The Federal Communications Commission is leading the charge within the Trump administration to give a boost to media conglomerates.
Republican appointees at the FCC are moving toward the complete reversal of Obama administration rules on Net Neutrality—regulations designed to preserve consumers’ access to information.
Commission Chair Ajit Pai announced the plans on Tuesday, saying “the federal government will stop micromanaging the Internet.”
The move looks set to allow micromanagement of cyberspace by multinational giants. In 2015, then-FCC Chair Tom Wheeler ruled that internet service providers (ISPs)—both home and mobile—qualified as “common carriers,” under Title II of the Communications Act. The order prevented telecoms giants from enclosing cyberspace by offering preferential access to well-funded content creators.
Mignon Clyburn, a Democrat on the FCC, warned that Tuesday’s order will allow “blocking, slowing down traffic, and paid prioritization” by ISPs.
“In just two days, many of us will join friends and family in celebrating the spirit of Thanksgiving,” Clyburn said. “But as we learned today the FCC majority is about to deliver a cornucopia full of rotten fruit, stale grains, and wilted flowers topped off with a plate full of burnt turkey.”
In his statement, Pai said that mandates on transparency will be proposed as an alternative to the Obama administration’s requirements.
The chair said ISPs should be open about any content priority policies “so that consumers can buy the service plan that’s best for them and entrepreneurs and other small businesses can have the technical information they need to innovate.”
In a separate order also announced on Tuesday, Pai revealed that the FCC will soon consider a proposal to “modify, retain, or eliminate the 39 percent national cap” on broadcast station ownership.

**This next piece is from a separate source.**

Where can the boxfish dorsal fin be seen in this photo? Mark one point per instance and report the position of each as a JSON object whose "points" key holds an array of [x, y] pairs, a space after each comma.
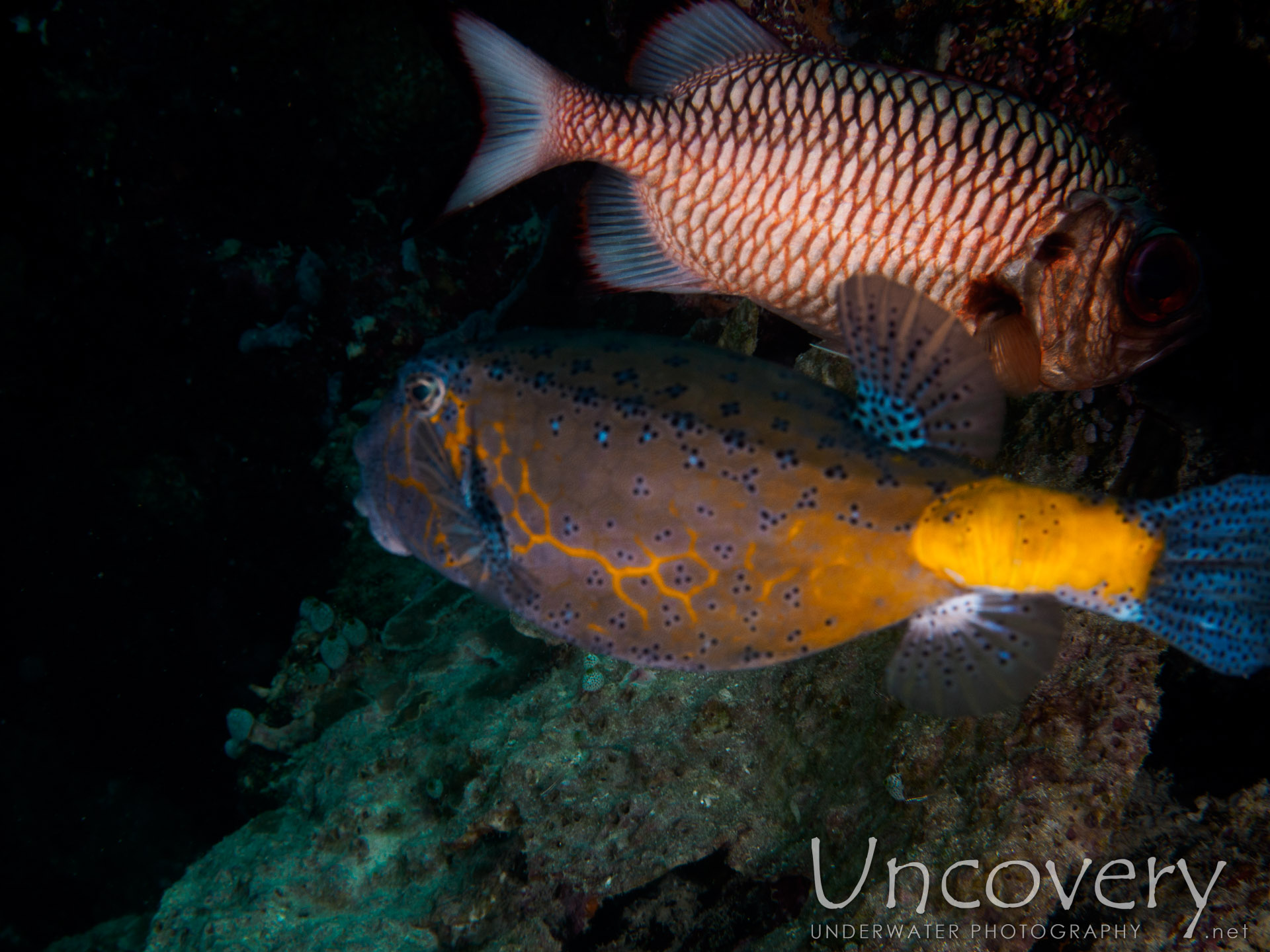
{"points": [[621, 247], [921, 380], [687, 42], [976, 654]]}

The threshold was set by Congress during the George W. Bush administration. Its erasure would ease the way for a proposed $3.9 billion merger between Sinclair Broadcasting and Tribune Media—a deal that would see a single company have reach into roughly 72 percent of all homes in the US.
Commissioner Clyburn blasted the move, decrying it as “yet another proposal that reportedly seeks to allow even greater media consolidation.” She also said it would be illegal, should the FCC attempt to see Pai’s proposal to its logical conclusion.
Pai has been criticized throughout his tenure for appearing to make rules that would ease Sinclair’s proposed purchase of Tribune. Jessica Rosenworcel, the second Democratic appointee on the FCC, has said Pai should be investigated for his ties to the behemoth.
“If you look at the series of media policy decisions that has been made by this commission, they all seem to serve Sinclair Broadcasting’s business plans,” Rosenworcel said last month.
Immediately after Donald Trump’s election last November, Pai met with Sinclair executives, while still a Republican Commissioner under Obama.
During last year’s campaign, Sinclair gave Trump flattering coverage that included segments classified as “must run,” in an order to station managers. In April, Sinclair gave an on-air commentary job to Boris Epshteyn, a former Trump campaign and White House aide.
In recent weeks, other regulators within the Trump administration haven’t been so keen on deferring to major media conglomerates. On Monday, the Justice Department officially announced it would be suing to stop a merger between Time Warner and AT&T.
Liberal critics of the Trump administration have raised concerns that antitrust enforcement in this case could be used as a cudgel against CNN. The President and the network have repeatedly clashed over the latter’s coverage of the former–despite CNN’s insistence on giving Trump wall-to-wall coverage at a critical point during the Republican Primary.
AT&T, however, reportedly offered to sell CNN after the Justice Department asked it to divest from Turner Broadcasting or DirectTV. Turner channels include CNN, HBO, and TNT.